Maren Kaminski (born 15 February 1979) is a German politician from Die Linke. She was elected to the Bundestag in the 2025 German federal election.

== Life ==
Kaminski studied social sciences at the Leibniz University Hannover. She then became union secretary of the Education and Science Union. She lives in the Linden-Limmer borough of Hanover and has a daughter.

== Political career ==
She was initially a member of the Social Democratic Party (SPD) and active in the Young Socialists (Jusos). As a result of the Hartz reforms of the Schröder government, she switched to the Party of Democratic Socialism (PDS). In 2013, she ran as a mayoral candidate for The Left Party in Hanover. From 2007 to 2013, she was monitored by the Lower Saxony Office for the Protection of the Constitution, which had placed an informant on her. She is the district chairwoman of The Left Party in Hanover.

=== State elections ===
In the 2013 Lower Saxony state election, she ran as a direct candidate in the Hanover-Buchholz constituency.

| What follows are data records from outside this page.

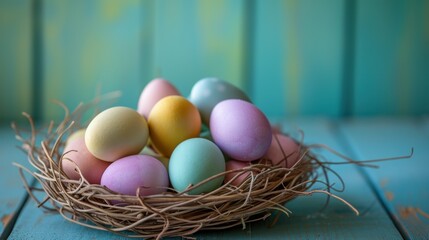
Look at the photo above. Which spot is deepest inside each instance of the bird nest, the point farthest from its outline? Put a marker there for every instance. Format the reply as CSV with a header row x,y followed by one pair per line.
x,y
265,190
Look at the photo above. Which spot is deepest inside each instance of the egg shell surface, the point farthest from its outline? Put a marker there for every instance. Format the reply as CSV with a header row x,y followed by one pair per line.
x,y
240,129
284,151
173,120
115,133
75,135
236,165
193,161
127,174
208,92
154,91
77,155
150,152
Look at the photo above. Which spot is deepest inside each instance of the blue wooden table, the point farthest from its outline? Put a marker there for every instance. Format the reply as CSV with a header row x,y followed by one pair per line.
x,y
393,200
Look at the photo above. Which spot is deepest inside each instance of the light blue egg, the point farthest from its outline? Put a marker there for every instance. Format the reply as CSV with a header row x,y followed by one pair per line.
x,y
208,92
193,161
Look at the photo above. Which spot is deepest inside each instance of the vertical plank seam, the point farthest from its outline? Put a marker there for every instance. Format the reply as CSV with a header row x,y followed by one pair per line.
x,y
349,31
248,43
37,60
338,130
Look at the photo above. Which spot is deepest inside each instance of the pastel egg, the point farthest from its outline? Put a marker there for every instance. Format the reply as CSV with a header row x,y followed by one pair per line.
x,y
75,135
173,120
154,91
78,156
283,151
240,129
115,133
151,152
236,165
130,173
208,92
193,161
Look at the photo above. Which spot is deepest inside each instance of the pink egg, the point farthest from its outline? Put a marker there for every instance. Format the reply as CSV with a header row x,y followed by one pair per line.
x,y
154,91
127,174
91,167
240,129
283,150
236,165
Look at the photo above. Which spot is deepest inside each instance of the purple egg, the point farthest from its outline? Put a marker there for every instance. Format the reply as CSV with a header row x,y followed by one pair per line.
x,y
128,174
240,129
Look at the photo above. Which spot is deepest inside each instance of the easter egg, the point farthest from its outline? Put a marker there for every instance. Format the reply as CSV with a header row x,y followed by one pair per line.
x,y
283,151
208,92
193,161
115,133
151,152
240,129
75,135
154,91
236,165
78,156
130,173
173,120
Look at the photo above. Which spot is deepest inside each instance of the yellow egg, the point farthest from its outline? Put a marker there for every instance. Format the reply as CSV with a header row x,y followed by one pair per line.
x,y
172,120
115,133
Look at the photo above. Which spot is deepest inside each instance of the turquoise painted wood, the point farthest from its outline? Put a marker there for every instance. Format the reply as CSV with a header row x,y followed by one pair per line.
x,y
197,39
402,185
336,221
94,47
392,52
15,59
12,191
297,57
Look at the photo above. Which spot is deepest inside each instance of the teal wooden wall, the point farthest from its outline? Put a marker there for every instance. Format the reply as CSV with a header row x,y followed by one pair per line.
x,y
331,58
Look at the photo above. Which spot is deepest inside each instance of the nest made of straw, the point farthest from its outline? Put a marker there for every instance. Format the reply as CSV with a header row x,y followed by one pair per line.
x,y
266,189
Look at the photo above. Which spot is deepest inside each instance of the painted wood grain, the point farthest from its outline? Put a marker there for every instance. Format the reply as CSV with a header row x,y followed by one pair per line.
x,y
297,57
309,221
197,39
401,185
15,59
94,47
12,191
392,52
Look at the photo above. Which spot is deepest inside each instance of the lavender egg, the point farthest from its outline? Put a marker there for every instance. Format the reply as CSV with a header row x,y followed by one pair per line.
x,y
240,130
130,173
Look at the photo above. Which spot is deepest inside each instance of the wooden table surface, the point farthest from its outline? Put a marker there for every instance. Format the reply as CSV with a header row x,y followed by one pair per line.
x,y
393,200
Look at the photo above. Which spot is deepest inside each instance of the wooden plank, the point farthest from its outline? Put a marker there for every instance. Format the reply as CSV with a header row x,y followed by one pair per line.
x,y
402,185
197,39
297,59
12,192
94,45
15,59
392,53
336,221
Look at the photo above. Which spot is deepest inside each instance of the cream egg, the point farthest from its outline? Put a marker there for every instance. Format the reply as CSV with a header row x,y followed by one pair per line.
x,y
115,133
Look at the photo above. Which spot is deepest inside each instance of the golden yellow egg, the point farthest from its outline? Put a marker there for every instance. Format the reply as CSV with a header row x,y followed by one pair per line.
x,y
171,121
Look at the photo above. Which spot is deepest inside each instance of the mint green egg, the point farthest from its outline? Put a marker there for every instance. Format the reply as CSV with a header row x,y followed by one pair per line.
x,y
208,92
193,161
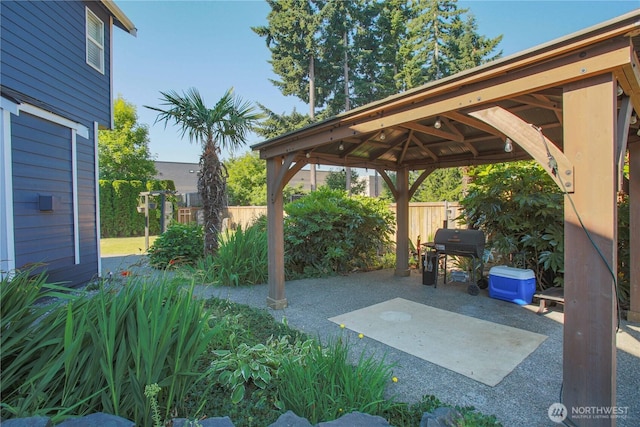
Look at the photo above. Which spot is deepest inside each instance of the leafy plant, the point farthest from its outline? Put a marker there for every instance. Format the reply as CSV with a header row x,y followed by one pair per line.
x,y
180,244
328,232
520,210
325,385
79,353
255,365
242,257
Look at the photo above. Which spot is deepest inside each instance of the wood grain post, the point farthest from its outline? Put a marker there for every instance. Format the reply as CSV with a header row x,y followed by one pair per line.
x,y
402,223
634,230
275,235
590,319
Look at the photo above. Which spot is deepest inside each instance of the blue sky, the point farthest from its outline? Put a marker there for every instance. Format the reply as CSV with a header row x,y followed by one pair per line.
x,y
209,45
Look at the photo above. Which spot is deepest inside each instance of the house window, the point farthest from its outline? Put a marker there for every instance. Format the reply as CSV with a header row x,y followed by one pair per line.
x,y
95,41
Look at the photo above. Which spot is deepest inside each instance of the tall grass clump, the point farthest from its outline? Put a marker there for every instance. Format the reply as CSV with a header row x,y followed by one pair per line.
x,y
325,385
242,257
90,353
180,244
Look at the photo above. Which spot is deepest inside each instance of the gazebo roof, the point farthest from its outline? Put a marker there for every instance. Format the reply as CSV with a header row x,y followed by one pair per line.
x,y
447,123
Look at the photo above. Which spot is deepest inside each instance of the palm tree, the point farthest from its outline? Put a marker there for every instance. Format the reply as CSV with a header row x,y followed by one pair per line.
x,y
224,126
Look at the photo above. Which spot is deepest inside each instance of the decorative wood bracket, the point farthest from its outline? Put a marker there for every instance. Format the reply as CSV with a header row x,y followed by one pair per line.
x,y
279,181
531,139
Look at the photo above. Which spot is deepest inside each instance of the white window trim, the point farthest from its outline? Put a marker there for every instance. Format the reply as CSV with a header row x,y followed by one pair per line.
x,y
7,243
97,179
90,40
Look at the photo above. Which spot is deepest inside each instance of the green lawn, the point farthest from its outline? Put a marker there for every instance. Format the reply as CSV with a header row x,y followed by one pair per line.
x,y
124,245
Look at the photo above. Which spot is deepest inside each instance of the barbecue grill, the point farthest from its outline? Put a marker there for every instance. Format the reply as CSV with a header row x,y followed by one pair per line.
x,y
461,243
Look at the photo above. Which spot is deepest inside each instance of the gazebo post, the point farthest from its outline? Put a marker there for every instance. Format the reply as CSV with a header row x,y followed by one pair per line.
x,y
634,231
402,222
589,357
275,235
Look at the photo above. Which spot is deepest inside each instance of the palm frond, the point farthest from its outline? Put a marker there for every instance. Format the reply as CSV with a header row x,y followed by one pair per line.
x,y
226,125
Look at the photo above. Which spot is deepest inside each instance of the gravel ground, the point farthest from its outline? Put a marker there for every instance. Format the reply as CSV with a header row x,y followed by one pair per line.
x,y
522,398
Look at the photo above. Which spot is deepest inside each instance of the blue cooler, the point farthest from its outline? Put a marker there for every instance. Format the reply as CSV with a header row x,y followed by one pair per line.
x,y
512,284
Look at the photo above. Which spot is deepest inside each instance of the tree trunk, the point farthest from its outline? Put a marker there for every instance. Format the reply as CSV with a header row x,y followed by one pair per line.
x,y
212,188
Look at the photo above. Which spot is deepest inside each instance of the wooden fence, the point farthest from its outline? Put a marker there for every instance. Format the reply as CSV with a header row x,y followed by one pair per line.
x,y
424,218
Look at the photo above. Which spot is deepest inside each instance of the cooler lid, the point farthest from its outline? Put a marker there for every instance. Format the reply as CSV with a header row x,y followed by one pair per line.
x,y
512,272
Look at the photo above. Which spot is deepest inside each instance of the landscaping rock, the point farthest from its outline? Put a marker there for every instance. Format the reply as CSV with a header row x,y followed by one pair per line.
x,y
290,419
27,422
98,419
441,417
207,422
357,419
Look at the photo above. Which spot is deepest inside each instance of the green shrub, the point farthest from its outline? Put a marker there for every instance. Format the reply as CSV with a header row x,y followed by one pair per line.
x,y
97,353
242,257
255,366
324,385
520,210
181,244
328,232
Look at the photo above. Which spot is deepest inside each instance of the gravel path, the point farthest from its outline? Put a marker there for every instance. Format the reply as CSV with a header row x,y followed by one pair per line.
x,y
522,398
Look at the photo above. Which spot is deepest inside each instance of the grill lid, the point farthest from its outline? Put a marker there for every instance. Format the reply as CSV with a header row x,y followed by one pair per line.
x,y
459,241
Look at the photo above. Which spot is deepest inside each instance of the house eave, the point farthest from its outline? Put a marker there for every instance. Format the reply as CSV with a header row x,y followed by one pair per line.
x,y
121,20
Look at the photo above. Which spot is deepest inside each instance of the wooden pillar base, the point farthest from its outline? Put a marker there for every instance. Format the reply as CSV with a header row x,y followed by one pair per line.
x,y
277,304
633,316
402,272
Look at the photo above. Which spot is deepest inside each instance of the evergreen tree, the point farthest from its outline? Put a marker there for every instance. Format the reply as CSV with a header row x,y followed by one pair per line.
x,y
277,124
291,36
338,181
123,152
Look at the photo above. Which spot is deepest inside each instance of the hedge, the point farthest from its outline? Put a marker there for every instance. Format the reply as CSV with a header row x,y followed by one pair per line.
x,y
118,207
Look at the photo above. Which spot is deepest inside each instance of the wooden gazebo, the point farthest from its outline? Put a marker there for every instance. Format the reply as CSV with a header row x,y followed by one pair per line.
x,y
569,104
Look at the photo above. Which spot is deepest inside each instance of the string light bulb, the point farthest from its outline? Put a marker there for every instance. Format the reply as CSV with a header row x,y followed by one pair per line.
x,y
508,145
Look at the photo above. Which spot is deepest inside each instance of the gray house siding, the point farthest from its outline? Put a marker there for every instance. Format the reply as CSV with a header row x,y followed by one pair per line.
x,y
44,58
42,165
44,64
41,154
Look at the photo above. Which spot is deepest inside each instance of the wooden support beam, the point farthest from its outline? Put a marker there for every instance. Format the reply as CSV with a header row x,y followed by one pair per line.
x,y
533,142
427,130
414,187
278,180
389,181
633,315
275,234
405,148
590,247
424,149
402,223
622,132
475,123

She ran as a direct candidate in the Langenhagen constituency in the 2022 Lower Saxony state election.

=== Federal elections ===
In the 2005 German federal election, she ran as a direct candidate in the constituency of Hannover-Land I for Die Linke.

In the 2009 German federal election, she ran as a direct candidate in the Osnabrück City constituency for Die Linke.

In the 2025 German federal election, Kaminski ran as a direct candidate in the constituency of Hannover II and on the list position of the Die Linke Lower Saxony. She won 10,888 (5.5%) of the first votes. She was elected to the Bundestag via the state list.